Its BlackBerry Enterprise Server (BES12) product—when combined with BlackBerry-owned Good Dynamics, a mobile app security platform, and WatchDox, a file transfer service—offers BlackBerry clients an enterprise mobility management and mobile device management (MDM) suite that has been rated one of the best solutions on the market by Gartner Research and Forrester Research (both are gated links). BlackBerry Secure is the complete integration of those tools, as well as other recent BlackBerry acquisitions, such as Athoc and Encription.

New Nomenclature

BES12, Good Dynamics, and WatchDox have been renamed as part of the rebrand. BES12 is now called BlackBerry UEM; its main purpose will be to provide IT with the visibility to protect all mobile endpoints. Good Dynamics is now BlackBerry Dynamics; it will serve as the secure development platform for mobile applications. WatchDox is now BlackBerry Workspaces, and it will continue to serve as a secure document management platform for business.

Other previous Good Technology products will also be rebranded under the BlackBerry Secure umbrella. Good Work, a business collaboration tool, is now called BlackBerry Work. Access management systems, Good Access and Good Connect are now BlackBerry Access and BlackBerry Connect, respectively. Document-sharing app Good Share is now BlackBerry Share, and task-management tool Good Tasks is now BlackBerry Tasks.

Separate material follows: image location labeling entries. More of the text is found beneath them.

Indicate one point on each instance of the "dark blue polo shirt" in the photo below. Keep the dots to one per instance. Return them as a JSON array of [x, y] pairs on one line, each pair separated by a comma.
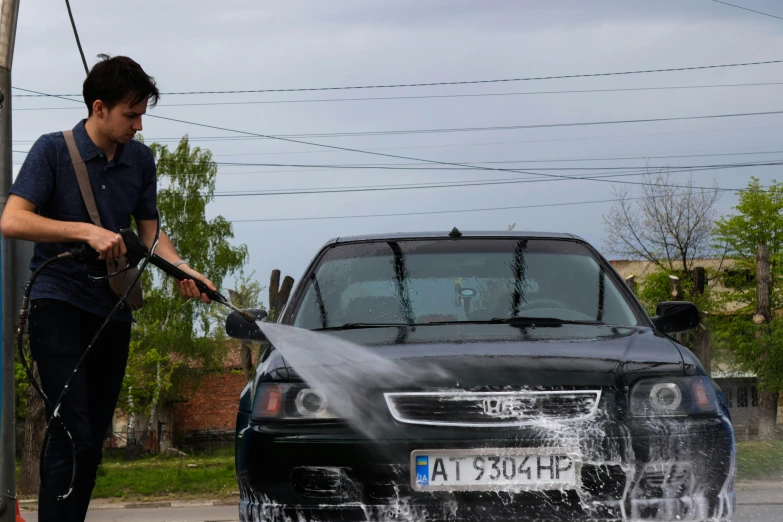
[[122, 187]]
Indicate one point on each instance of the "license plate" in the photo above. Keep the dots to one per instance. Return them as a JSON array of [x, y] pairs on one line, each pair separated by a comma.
[[485, 469]]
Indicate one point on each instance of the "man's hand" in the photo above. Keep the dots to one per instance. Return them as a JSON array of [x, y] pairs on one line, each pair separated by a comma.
[[188, 288], [108, 244]]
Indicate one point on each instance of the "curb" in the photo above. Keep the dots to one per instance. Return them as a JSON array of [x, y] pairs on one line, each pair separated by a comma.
[[32, 504]]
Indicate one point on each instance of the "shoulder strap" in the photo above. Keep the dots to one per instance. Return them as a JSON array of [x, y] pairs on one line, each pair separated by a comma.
[[82, 177]]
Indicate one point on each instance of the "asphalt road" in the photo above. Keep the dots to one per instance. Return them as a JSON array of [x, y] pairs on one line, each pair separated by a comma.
[[753, 506]]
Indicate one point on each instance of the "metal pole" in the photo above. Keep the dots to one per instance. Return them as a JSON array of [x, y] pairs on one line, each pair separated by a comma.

The Recent BlackBerry Saga

Although the iPhone, which was unveiled in 2007, eventually overtook BlackBerry as the consumer smartphone of choice, it wasn't until 2011 that BlackBerry started to witness significant market share decreases.

In the fall of 2010, BlackBerry had more than 21 million US device users, down from its peak of 22 million users in 2010. However, by the end of 2012 the figure had decreased to only 9 million—thanks in large part to poor reviews for the BlackBerry Storm, as well as delays to the BlackBerry 10 operating system.